Since they are one of a kind then if you ever see them somewhere......


----------



## JD Dave (Mar 20, 2007)

I hate theives!!!!!!! That's why I don't buy stolen stuff!!:realmad:


----------



## snow7899 (Jan 22, 2005)

groundbreakers;499695 said:


> lemme get this right ... they stole your pig tail strobe tubes out of your truck???? if so .. how would they know where they were at ??


Yes they stole the strobes, but they were mounted inside flood lights. They ripped the lights off and cut all the wiring.

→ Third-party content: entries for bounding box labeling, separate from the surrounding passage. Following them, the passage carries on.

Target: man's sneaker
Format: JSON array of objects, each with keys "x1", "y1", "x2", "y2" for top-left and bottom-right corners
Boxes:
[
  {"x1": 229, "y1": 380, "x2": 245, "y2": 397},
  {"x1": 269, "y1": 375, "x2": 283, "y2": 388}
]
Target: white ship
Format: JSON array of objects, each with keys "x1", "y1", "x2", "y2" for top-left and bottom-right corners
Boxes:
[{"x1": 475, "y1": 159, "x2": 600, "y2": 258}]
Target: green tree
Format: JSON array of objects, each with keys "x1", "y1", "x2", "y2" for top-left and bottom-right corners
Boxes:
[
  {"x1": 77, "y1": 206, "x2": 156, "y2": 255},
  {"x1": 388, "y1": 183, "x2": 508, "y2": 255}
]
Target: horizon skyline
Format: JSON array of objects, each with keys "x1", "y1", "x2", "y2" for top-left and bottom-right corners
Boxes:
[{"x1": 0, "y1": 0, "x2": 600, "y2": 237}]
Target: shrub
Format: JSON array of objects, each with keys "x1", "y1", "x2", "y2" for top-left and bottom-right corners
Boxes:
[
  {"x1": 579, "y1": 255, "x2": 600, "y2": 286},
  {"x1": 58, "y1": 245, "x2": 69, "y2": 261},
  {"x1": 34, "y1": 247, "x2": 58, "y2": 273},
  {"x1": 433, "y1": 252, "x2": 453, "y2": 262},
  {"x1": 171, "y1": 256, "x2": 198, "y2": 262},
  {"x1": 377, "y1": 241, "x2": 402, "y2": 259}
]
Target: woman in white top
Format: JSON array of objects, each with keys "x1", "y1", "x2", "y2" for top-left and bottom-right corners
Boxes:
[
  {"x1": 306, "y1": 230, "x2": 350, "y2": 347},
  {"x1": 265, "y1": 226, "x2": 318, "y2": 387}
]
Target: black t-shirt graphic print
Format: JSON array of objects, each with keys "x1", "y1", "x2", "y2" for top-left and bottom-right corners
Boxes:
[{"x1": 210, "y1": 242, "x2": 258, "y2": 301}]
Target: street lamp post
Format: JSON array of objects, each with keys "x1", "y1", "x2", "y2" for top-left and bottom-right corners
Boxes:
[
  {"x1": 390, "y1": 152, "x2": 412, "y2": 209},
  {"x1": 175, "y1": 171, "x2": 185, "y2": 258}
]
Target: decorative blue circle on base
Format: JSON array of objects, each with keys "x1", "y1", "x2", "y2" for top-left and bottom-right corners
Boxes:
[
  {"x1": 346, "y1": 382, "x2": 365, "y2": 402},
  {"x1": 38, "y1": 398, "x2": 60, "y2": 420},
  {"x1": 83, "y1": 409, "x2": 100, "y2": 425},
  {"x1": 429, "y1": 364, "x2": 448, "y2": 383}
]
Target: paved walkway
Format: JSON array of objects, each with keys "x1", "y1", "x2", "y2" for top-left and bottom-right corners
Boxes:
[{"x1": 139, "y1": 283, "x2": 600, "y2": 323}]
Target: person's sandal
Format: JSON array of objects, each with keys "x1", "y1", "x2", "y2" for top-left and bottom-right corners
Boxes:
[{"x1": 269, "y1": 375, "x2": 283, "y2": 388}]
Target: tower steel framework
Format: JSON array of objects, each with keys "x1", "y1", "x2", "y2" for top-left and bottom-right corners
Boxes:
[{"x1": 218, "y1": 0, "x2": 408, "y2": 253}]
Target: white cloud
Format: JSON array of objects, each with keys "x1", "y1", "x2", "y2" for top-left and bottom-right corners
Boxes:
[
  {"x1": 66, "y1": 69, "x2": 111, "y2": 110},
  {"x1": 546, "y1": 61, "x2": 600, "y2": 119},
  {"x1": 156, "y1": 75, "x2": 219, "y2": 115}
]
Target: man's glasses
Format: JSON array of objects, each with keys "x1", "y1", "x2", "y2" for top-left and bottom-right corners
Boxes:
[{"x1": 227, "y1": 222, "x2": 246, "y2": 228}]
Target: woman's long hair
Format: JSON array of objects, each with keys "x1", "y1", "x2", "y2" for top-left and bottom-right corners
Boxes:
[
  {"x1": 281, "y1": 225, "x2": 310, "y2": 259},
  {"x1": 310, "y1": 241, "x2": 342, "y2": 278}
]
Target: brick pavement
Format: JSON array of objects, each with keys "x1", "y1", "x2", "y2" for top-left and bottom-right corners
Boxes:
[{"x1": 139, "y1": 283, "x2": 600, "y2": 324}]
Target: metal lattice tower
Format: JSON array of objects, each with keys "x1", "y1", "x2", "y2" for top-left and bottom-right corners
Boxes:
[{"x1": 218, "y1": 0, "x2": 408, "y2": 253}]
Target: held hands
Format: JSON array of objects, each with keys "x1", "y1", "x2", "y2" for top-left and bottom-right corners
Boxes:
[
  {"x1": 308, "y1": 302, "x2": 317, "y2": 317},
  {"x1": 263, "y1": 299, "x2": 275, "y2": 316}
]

The only thig they took in the yard was the strobes, they may have seen them working and know where we store the truck, locked and gated yard with ten foot fence.:angry::realmad:


----------



## toyman (Dec 4, 2007)

Maybe they thought they were Hella lights and had to have them. If that's all that was taken they might have been looking for off road lights for something. 

Toyman


----------



## fifthwheel (Jan 28, 2008)

No doubt they knew what they were looking for and where to find your truck. What a shame.


----------



## BlueLine Ent (Nov 28, 2005)

Do you have any pics of the lights? I'd like to see them incase I come across them in the area or on craigslist. I'm always looking at peoples lights.


----------



## snow7899 (Jan 22, 2005)

I'll try to post the pics soon. I have a few more sets on my shelf at the shop. The trucks are parked on foster st across from the bargain outlet. There is a few plow companies around us. Hopefully we'll get some snow and I'll se them installed on something.


----------



## cat320 (Aug 25, 2000)

Well definatly sounds like some one who knows about them and knows where you park if that's all they took . please post the pics who know might see who ever has them near me. I don't think who ever took them would be stupid enough to use them in the same town but who knows.


----------



## Gicon (Oct 1, 2005)

I think BlueLine took them.....I heard hes got a few big installs coming up and needed the parts...






JUST KIDDING


----------



## TLC Snow Div. (Oct 28, 2007)

There's a bunch of guys on here from Peabody and the surrounding area. Might want to check around


----------



## LawnProLandscapes (Nov 15, 2007)

put a new set on and get some high quality cameras and put them in the yard. also talk to local police and ask them to increase presence in the area.


----------



## SuperDuty (Jan 25, 2006)

Hate to hear that BS...Post some pics and I'll keep my eyes open around my area!!!!


----------



## Fiafighterdude (Jan 2, 2008)

people stealing lights has go to be the worst the worts thing ever



WHAT IS THE WORLD COMING TO..............AHHH!!!


----------



## jjtmarineb2 (Dec 17, 2007)

Well you may not get as much of a laugh out of these as I do, but I will post none-the-less! 

"They say there is only one thief in the Marine Corps. Everyone else is just trying to get their $#!^ Back!"

S trategically
T ransporting
E quipment (to)
A lternate 
L ocations

Hope you got a laugh out of those and if not here's one on me! :salute:


----------



## ahoron (Jan 22, 2007)

looks like what you need


----------



## BlueLine Ent (Nov 28, 2005)

Any pics yet?


----------



## YardMedic (Nov 29, 2006)

ahoron;502502 said:


> looks like what you need


No.... he needs "Spike" as pictured here


----------



## snow7899 (Jan 22, 2005)

I'm having trouble posting pics, Hope to have them up before the snow stops falling.


----------



## 76CHEVY (Jan 19, 2008)

Well I shall be joining the club as some @$$ stole not only my mini-light bar but also my radio out of my truck last night....talk about being pissed off first thing in the morning on a monday. Thing is I'm more mad over them taken my light bar then my radio, i can get a cheap radio.


----------



## snow7899 (Jan 22, 2005)

These pics are not the best because they are covered with salt and sand. These are the same light housings that were stolen. They have a 55W H3 bulb and a corner strobe bulb in the reflector.


----------



## T's snowplowing (Dec 30, 2007)

You try to make a living and take pride in your ride, and see what you get for working for what you have !!!!!!! SCUMBAGS THAT STEAL........


----------